Language model Docker API

Each language model in the LM Zoo is a Docker container which provides various binaries for running and probing the internal model. This document specifies the exact API for accessing and using these language models.

Language model binaries

Each container makes available the following binaries, which communicate via stdout and stderr with the host:

spec

Arguments

None

stdout

Description of language model and relevant metadata

stdout format

JSON

stderr

None

The spec binary outputs relevant metadata describing the language model image:

schema

type

object

properties

  • image

type

object

properties

  • datetime

type

string

format

datetime

  • supported_features

type

object

properties

  • tokenize

type

boolean

  • unkify

type

boolean

  • get_surprisals

type

boolean

  • get_predictions

type

boolean

  • gpu

type

object

properties

  • required

type

boolean

  • supported

type

boolean

  • maintainer

type

string

format

email

  • version

type

string

  • checksum

type

string

  • size

type

integer

  • max_memory

type

integer

  • max_gpu_memory

type

integer

  • name

type

string

  • ref_url

type

string

format

uri

  • vocabulary

type

object

properties

  • items

type

array

items

type

string

  • prefix_types

type

array

items

type

string

  • special_types

type

array

items

type

string

  • suffix_types

type

array

items

type

string

  • unk_types

type

array

items

type

string

  • tokenizer

type

object

properties

  • cased

type

boolean

  • type

enum

word, subword, character

  • sentinel_pattern

type

string

  • sentinel_position

type

string

  • drop_token_pattern

type

string / null

get_predictions.hdf5

Arguments
  1. Path to a natural-language input text file, not pre-tokenized or unkified; one sentence per line

  2. Path to which HDF5 prediction data should be written

stdout

Not specified

stderr

Not specified

Extract word-level predictive distributions \(\log p(w_i \mid w_1, \dots, w_{i-1})\) for each word of each sentence. Writes results in HDF5 format as a collection of matrices, along with prediction vocabulary metadata. The HDF5 file should have the following groups:

/sentence/<i>/predictions: N_tokens_i * N_vocabulary array of
   log-probabilities (rows are log-probability distributions)
/sentence/<i>/tokens: sequence of integer token IDs corresponding to
   indices in ``/vocabulary``
/vocabulary: byte-encoded string array of vocabulary items (decode with
   ``numpy.char.decode(vocabulary, "utf-8")``)

where i is zero-indexed.

get_surprisals

Arguments
  1. Path to a natural-language input text file, not pre-tokenized or unkified; one sentence per line

stdout

Per-word surprisal values

stdout format

TSV

stderr

Not specified

The output of get_surprisals is a tab-separated file with the following columns (including headings on the first line):

get_surprisals output format

type

object

properties

  • sentence_id

Index of current sentence within input sentence file (1-indexed)

type

integer

  • token_id

Index of current token within sentence (1-indexed)

type

integer

  • token

Content of current token

type

string

  • surprisal

Model surprisal at current token (base 2)

type

number

tokenize

Arguments
  1. Path to a natural-language input text file, not pre-tokenized or unkified; one sentence per line

stdout

Tokenized text, one sentence per line

stdout format

plain text

stderr

Not specified

The following constraints must hold on the output of tokenize:

  1. All tokens (when splitting on whitespace) are elements of the language model’s vocabulary, as given in vocabulary.items of the language model specification (see spec).

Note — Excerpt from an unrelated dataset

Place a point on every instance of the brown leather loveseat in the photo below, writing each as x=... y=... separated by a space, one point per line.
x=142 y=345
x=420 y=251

  2. If the model produces UNK tokens, all the UNK tokens must be part of the declared vocabulary.unk_types list of the language model specification (see spec).

  3. The model may prepend/insert/append sentence boundary tokens and other special tokens, so long as they are members of the relevant special type lists declared in the language model specification (see vocabulary.prefix_types, vocabulary.suffix_types, and vocabulary.special_types in spec).

unkify

Arguments
  1. Path to a natural-language input text file, not pre-tokenized or unkified; one sentence per line

stdout

Sequence of mask values, one sentence per line (0 if the corresponding token is known by the model, and 1 otherwise)

stdout format

plain text

stderr

Not specified

The following constraints must hold on the output of unkify:

  1. Each line is composed only of 0 and 1 values separated by spaces.

  2. Each line corresponds to a sentence line as output by tokenize, with exactly the same number of tokens (when splitting on whitespace).

Building models with partial feature support

Not all models in the LM Zoo need support all of the above interfaces. For example, some models do not support the get_predictions.hdf5 command at the moment. Models explicitly mark which features they do and do not support. To do this in your own model, do the following:

  1. Set a false value for the relevant feature under the supported_features key of your model’s spec (see spec).

  2. Define a dummy binary with the relevant feature’s name which simply exits with a status code 99. This status code will be interpreted by the LM Zoo wrapper API and CLI tools to indicate that the requested feature is not supported.

    You can pull in the shared script shared/unsupported to do this for you. See an example in the Dockerfile for the RNNG model, which does not support get_predictions.hdf5.